Being a COM-based binary interface, IAccessible is immutable and cannot be changed without creating another interface. The result is that you cannot expose new roles, behavior or properties through the existing IAccessible-based object model. While intended to be a common subset of information about base UI elements, it was found to be difficult to extend to include information about new interaction methods.

== Availability ==

MSAA was initially available as an add-on to Windows 95. It has been integrated with all subsequent Windows versions.

== Related technology ==

Microsoft UI Automation (UIA): The successor to MSAA was User Interface Automation (UIA). However, since there are still MSAA based applications in existence, bridges are used to allow communication between UI Automation and MSAA applications. So information can be shared between the two APIs, an MSAA-to-UI Automation Proxy and UI Automation-to-MSAA Bridge were developed. The former is a component that consumes MSAA information and makes it available through the UI Automation client API. The latter enables client applications using MSAA access applications that implement UI Automation.

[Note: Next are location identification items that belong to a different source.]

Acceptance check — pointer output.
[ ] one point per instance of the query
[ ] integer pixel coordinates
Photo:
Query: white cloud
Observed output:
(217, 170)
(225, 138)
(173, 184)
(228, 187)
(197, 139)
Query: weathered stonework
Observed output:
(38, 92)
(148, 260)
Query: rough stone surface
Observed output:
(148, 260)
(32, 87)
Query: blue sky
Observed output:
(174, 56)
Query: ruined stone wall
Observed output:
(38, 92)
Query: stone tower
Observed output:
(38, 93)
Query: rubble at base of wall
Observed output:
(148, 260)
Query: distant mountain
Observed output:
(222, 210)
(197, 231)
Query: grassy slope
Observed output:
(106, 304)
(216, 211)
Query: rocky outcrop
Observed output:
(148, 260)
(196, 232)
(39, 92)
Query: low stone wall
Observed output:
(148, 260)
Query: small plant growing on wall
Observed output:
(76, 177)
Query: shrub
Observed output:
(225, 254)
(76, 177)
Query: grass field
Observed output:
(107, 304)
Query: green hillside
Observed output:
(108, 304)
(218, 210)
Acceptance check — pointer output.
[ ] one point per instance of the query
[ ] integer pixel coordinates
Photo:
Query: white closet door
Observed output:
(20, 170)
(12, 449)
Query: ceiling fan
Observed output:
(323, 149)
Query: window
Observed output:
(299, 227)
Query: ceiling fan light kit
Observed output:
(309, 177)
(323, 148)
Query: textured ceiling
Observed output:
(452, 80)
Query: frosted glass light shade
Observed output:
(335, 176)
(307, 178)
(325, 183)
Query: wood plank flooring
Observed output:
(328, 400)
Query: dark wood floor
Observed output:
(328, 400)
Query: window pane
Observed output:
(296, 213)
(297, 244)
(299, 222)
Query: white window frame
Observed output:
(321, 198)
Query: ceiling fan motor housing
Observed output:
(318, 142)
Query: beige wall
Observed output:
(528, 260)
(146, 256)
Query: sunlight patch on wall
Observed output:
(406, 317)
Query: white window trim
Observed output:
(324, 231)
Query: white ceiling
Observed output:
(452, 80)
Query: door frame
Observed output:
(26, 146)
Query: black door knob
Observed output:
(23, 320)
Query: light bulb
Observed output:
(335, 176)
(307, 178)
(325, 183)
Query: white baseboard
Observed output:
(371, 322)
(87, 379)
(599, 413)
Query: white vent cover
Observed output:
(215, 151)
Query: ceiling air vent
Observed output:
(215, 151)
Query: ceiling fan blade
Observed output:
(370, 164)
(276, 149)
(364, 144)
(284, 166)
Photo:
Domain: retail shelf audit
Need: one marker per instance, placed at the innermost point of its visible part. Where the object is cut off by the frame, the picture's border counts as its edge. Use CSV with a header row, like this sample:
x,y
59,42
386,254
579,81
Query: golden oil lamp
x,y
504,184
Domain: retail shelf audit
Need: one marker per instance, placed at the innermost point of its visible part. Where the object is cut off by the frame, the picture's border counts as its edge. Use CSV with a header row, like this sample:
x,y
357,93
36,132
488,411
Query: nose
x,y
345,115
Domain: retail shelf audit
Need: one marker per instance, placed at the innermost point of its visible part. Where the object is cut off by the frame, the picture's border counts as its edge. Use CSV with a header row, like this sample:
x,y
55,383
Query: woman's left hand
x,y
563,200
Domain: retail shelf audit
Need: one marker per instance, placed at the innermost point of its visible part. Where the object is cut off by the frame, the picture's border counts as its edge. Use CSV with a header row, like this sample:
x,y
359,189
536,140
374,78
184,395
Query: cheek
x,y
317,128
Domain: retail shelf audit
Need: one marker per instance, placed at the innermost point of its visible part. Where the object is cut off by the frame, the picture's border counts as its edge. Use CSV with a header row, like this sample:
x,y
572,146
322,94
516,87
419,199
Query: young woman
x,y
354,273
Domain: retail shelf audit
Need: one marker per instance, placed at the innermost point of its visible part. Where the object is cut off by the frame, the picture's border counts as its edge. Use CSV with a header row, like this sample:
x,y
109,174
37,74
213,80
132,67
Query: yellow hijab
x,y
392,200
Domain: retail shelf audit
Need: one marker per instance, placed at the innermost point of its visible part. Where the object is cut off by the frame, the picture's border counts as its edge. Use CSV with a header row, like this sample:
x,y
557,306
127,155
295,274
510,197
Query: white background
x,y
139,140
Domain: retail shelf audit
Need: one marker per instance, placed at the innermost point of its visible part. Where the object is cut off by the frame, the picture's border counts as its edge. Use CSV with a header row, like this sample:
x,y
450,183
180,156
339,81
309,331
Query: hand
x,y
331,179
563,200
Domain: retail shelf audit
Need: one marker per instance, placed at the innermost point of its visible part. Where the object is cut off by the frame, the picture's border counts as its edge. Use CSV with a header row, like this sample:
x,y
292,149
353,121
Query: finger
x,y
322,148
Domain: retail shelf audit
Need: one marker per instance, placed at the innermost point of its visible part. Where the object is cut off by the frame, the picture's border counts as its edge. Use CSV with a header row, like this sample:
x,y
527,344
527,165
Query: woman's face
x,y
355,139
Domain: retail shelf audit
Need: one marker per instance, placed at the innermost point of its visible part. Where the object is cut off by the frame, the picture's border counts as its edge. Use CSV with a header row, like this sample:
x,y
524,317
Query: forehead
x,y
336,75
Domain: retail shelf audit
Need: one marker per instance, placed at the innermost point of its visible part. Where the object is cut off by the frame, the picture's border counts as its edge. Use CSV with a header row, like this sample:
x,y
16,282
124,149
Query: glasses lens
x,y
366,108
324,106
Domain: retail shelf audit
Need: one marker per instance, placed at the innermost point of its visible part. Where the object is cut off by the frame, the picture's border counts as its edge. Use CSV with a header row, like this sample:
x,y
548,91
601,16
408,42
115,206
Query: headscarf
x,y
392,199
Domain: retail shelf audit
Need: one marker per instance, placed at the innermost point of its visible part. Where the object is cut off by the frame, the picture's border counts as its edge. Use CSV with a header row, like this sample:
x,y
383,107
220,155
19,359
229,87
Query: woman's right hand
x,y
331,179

Accessible Rich Internet Applications (WAI-ARIA): There is a general mapping from ARIA attributes to MSAA properties.

IAccessible2: MSAA provides the roots of IAccessible2. IAccessible2 leverages the work done on MSAA, and adds additional functionality.

Windows Automation API: Starting with Windows 7, Microsoft is packaging its accessibility technologies under a framework called Windows Automation API. MSAA will be part of this framework.

== Implementations of Microsoft Active Accessibility ==

Active Accessibility is available for developers in all versions of Windows since Windows 95. Since its original introduction, MSAA has been used as a way to add support for programmatic access to the UI for many business and consumer applications, including Microsoft Internet Explorer, Mozilla Firefox, Microsoft Office, etc. In addition to accessibility aids such as screen readers, screen magnifiers, Augmentative and Alternative Communication (AAC) devices, the technology has been used by Test automation software, such as QuickTest Pro, Functional Tester, and SilkTest.

More implementations of MSAA in applications and AT products can be found by searching on the Microsoft Accessibility sites or on the AT Information website.